When it comes to AI, we need more dishwashers.

I don't mean AI-powered dishwashers. Dishwashers already work just fine as-is. It's hard to imagine how throwing AI into that mix would improve anything.

No. What I mean is: we need to design AI-based applications, agents, and robots with a dishwasher mindset. We need to rewrite tasks to make the most of how AI works.

Look at your typical household dishwasher. It's great! You push a button, walk away for an hour, and you come back to clean plates and silverware.

You and the dishwasher can achieve the same goal – clean dishes – but you take different paths to get there. The dishwasher doesn't have robot arms that pick up a plate, run it under soapy water, rub a sponge across it, rinse it off, then pick up the next one. Instead, it sprays an entire chamber full of dishes with soapy water, rinses everything with clean water, drains that water, then heats the whole thing up to dry. Spinning water jets, not sponges, take care of the grunt work.

The same story plays out for washing machines, car washes, and other devices to which we offload our manual tasks.

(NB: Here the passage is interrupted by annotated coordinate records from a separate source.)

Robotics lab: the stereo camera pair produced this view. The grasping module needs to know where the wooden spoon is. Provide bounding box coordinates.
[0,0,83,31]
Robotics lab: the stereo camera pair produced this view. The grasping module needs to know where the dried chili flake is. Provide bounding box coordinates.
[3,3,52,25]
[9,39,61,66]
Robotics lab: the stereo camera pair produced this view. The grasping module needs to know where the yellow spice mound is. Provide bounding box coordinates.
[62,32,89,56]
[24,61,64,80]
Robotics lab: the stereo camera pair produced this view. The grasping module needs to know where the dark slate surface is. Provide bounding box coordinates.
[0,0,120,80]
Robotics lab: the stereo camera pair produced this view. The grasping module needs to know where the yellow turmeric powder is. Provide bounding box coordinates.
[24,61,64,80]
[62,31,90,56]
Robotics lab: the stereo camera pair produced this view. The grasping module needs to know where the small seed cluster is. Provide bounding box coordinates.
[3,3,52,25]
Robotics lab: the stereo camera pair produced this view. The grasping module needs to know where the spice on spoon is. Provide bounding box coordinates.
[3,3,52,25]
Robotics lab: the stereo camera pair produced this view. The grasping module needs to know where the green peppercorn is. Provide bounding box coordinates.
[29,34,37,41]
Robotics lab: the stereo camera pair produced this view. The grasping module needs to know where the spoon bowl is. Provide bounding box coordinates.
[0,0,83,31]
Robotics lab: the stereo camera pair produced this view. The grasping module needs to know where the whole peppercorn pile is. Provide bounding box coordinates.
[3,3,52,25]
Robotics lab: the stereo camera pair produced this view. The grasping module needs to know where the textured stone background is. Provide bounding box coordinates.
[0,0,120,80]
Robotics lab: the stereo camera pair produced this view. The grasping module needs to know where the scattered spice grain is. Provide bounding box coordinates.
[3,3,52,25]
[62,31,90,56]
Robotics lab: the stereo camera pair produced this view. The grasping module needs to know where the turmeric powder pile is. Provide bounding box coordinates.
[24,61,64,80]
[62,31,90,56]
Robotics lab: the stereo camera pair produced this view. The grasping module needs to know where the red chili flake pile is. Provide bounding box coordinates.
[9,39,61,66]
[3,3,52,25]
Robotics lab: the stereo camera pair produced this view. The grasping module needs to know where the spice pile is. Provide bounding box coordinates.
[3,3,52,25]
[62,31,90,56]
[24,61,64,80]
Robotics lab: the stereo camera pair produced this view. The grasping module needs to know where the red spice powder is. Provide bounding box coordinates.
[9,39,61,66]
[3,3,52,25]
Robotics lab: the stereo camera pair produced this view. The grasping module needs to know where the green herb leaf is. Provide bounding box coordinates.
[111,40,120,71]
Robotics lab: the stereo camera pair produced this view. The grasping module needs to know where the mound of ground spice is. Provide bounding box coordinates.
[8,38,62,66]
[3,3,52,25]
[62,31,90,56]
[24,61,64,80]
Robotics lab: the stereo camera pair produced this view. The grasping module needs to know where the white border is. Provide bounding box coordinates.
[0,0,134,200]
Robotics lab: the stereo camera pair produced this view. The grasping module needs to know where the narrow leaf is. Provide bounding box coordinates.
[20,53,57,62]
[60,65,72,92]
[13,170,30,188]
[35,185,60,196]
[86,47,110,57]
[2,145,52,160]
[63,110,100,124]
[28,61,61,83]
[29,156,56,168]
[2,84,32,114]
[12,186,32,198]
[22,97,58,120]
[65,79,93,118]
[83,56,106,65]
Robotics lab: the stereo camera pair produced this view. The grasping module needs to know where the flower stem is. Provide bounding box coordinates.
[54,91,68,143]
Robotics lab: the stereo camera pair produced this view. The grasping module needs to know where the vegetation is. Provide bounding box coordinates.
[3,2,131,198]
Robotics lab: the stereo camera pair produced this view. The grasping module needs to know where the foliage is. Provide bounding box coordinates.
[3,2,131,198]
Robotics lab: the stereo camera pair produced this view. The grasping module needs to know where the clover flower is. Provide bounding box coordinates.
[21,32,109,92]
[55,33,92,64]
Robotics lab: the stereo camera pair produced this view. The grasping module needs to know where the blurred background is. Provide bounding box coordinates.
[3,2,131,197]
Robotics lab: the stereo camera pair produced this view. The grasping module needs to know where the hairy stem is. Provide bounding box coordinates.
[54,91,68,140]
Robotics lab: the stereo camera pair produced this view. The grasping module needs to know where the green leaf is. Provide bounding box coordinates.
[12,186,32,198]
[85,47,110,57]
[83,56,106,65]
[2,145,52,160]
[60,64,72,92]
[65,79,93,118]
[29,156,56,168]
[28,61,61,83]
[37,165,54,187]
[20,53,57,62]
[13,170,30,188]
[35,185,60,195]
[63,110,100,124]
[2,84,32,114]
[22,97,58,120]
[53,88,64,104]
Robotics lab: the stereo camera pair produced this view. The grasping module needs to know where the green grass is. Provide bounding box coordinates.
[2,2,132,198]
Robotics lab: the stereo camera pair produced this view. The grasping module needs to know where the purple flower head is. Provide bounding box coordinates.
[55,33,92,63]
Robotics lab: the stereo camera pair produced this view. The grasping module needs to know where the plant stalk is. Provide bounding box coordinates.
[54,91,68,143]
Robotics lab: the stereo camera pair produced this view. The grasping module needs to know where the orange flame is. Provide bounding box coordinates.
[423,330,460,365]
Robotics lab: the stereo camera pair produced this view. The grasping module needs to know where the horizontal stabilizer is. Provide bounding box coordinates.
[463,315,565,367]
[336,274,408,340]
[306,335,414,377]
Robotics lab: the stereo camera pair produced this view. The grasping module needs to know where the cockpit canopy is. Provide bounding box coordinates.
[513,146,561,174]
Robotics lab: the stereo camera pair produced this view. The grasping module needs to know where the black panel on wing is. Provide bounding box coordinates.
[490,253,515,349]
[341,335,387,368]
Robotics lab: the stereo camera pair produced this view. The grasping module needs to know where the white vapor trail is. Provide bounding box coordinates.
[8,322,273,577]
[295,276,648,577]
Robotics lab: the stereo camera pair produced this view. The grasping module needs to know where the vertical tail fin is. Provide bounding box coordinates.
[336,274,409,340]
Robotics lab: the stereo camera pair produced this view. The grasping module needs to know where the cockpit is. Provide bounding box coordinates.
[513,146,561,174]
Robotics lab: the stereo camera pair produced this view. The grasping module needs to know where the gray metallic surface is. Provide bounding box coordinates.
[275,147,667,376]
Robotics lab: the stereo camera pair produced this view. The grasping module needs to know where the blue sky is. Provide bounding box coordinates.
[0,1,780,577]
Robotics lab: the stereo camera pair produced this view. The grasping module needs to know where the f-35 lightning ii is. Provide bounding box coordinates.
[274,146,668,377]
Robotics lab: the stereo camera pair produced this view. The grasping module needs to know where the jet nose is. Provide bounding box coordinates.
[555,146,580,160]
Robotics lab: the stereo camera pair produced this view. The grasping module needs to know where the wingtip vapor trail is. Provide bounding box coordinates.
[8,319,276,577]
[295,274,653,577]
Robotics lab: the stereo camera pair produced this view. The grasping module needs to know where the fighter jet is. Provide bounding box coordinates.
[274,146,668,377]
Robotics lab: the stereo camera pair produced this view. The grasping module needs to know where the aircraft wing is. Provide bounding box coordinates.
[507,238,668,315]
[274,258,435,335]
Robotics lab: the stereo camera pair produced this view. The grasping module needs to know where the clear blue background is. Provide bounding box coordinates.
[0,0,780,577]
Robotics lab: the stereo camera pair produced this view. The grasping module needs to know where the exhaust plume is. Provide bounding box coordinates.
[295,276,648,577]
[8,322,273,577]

That brings us back to AI. When you see AI goofs making headlines, ask yourself whether that problem stems from:

  1. AI's inherent flaws. Because every model will be wrong now and then.
  2. Misuse of AI. Companies sometimes push AI into roles for which it's not suitable.
  3. Poor task fit. AI could have met the end-goal just fine, but someone tried to get it to tackle the task like a person.

Let's call that third group "dishwasher tasks." Here, AI could succeed if we were to let it be AI instead of asking it to imitate a human. Because sometimes, to take advantage of a technology, it's better to rewrite the procedure.

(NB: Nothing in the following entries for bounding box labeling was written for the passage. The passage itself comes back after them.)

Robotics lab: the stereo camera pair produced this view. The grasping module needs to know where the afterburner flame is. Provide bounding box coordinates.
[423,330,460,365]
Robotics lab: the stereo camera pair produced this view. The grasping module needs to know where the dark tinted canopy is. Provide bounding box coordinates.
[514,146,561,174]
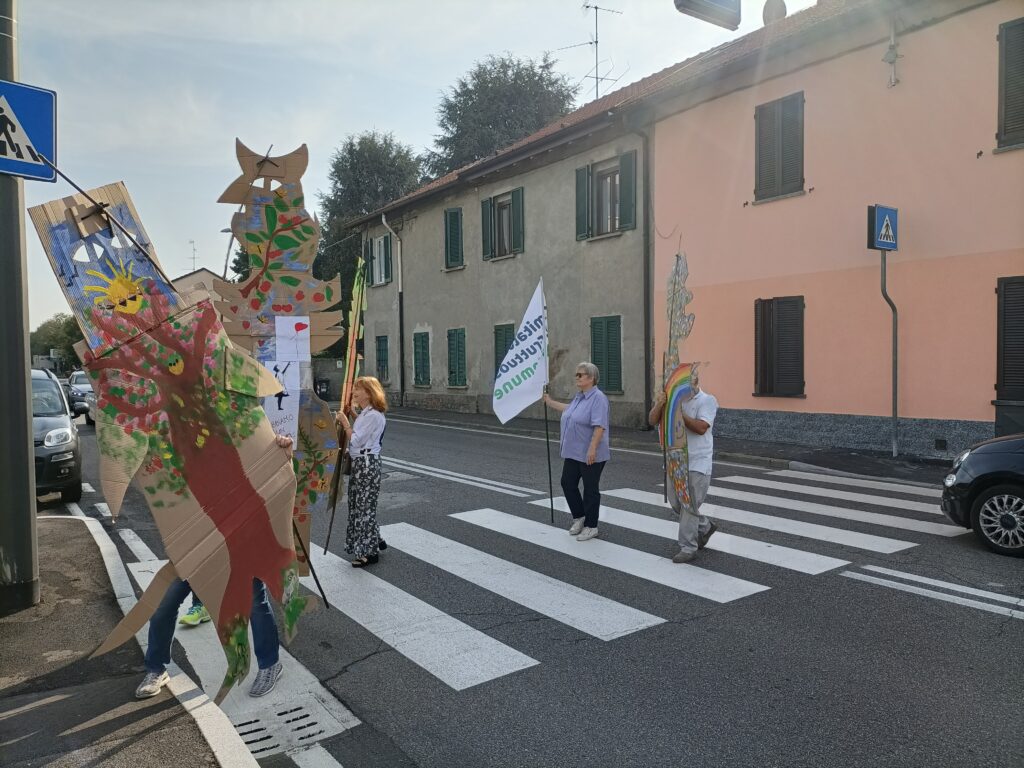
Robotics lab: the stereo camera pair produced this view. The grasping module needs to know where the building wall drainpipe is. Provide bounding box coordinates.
[381,213,406,406]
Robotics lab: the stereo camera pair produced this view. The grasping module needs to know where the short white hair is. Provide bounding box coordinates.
[577,360,601,386]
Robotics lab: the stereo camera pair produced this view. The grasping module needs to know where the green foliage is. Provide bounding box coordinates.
[426,53,578,177]
[29,312,82,371]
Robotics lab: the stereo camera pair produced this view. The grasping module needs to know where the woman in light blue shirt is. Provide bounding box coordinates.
[544,362,611,542]
[336,376,387,568]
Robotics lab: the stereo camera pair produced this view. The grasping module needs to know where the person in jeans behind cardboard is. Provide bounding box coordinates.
[647,371,718,563]
[135,435,292,698]
[544,362,611,542]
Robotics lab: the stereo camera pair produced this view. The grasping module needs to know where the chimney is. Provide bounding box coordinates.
[761,0,785,27]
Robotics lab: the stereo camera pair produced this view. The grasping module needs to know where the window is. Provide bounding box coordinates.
[754,91,804,200]
[413,331,430,387]
[362,234,391,286]
[377,336,388,381]
[444,208,463,269]
[480,186,525,261]
[575,150,637,240]
[995,276,1024,400]
[590,314,623,393]
[495,323,515,377]
[995,18,1024,146]
[754,296,804,397]
[449,328,466,387]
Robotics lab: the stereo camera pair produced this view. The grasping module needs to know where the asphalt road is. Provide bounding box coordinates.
[64,420,1024,768]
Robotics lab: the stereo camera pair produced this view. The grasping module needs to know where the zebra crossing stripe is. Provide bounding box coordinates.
[381,522,665,640]
[711,475,942,515]
[302,547,539,690]
[530,497,850,574]
[706,485,971,537]
[770,469,942,499]
[452,509,768,603]
[601,488,918,555]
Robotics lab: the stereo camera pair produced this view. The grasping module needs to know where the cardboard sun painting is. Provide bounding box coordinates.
[214,141,342,575]
[29,183,312,700]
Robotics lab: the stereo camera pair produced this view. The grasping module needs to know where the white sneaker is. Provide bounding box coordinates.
[135,672,171,698]
[249,662,285,697]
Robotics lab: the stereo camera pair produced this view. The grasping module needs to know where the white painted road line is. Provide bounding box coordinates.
[840,570,1024,618]
[708,485,971,537]
[601,488,918,555]
[771,469,942,499]
[302,547,539,690]
[381,524,665,640]
[383,459,541,499]
[118,528,157,565]
[860,565,1024,608]
[452,509,768,603]
[711,475,942,515]
[530,498,850,574]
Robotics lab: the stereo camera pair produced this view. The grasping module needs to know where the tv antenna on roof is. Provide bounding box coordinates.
[583,3,623,99]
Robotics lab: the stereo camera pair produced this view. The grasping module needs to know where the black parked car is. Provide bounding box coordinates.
[32,369,89,502]
[942,434,1024,557]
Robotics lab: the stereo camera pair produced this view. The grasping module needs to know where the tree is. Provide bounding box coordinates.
[231,246,251,283]
[427,53,578,177]
[312,131,421,356]
[29,312,83,369]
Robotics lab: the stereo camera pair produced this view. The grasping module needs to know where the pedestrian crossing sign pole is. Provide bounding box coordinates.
[0,80,57,181]
[867,205,899,459]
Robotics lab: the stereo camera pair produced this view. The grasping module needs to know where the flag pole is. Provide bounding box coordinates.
[544,391,555,525]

This first occurred to me several years ago, when reading James Gentle's Matrix Algebra textbook. I'll have to paraphrase the idea, because for the life of me I can't find the exact quote, but it boils down to: People and computers can both do matrix math. But if you implement a person's approach in code, it will be very slow.

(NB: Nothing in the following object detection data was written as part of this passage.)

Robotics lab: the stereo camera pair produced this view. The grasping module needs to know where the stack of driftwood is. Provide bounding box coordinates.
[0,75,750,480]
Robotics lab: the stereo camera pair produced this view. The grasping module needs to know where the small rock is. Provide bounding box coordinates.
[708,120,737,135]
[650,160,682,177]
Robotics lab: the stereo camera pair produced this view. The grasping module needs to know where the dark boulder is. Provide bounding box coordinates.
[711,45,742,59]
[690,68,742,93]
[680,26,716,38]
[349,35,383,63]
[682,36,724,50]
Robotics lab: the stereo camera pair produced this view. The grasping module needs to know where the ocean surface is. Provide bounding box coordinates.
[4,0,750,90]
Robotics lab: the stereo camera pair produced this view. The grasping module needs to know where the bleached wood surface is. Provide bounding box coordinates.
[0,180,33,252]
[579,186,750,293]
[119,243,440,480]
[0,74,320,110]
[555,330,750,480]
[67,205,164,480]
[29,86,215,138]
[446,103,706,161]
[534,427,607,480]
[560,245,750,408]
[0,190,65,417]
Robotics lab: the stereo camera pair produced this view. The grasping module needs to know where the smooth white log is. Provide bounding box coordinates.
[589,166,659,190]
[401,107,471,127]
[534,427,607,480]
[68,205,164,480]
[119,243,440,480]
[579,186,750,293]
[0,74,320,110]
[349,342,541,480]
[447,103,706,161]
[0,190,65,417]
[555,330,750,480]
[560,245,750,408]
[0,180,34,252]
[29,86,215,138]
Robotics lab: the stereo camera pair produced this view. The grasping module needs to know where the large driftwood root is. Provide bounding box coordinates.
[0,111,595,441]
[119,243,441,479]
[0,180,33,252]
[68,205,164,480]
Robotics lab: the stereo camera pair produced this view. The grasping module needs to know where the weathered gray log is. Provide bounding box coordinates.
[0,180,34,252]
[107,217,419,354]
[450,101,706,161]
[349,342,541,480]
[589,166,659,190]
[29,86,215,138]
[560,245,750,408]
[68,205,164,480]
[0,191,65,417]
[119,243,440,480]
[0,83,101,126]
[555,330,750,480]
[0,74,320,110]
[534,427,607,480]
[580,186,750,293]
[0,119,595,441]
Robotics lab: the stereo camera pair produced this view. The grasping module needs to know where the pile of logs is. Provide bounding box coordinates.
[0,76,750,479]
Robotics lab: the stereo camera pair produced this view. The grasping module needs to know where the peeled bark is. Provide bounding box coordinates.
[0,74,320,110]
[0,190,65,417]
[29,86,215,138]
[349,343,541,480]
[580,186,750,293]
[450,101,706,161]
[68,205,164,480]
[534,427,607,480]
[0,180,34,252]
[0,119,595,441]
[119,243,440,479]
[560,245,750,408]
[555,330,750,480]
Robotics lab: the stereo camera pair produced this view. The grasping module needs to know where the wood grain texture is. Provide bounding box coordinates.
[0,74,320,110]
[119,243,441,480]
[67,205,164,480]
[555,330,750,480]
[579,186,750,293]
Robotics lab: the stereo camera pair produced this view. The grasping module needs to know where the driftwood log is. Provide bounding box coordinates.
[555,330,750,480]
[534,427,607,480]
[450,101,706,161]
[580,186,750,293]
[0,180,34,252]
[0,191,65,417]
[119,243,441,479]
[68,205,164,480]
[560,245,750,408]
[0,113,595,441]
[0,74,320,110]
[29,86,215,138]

(And if you think that slow matrix math isn't a big deal, note that the algorithms behind data science, machine learning, and AI are all based on matrix transforms. If those systems ran at a fraction of their current speed, this field would not be nearly as useful.)

Keep your dishwasher in mind as you assign tasks to AI. Consider starting with the end-goal, then working backwards to determine how this could be done in AI fashion.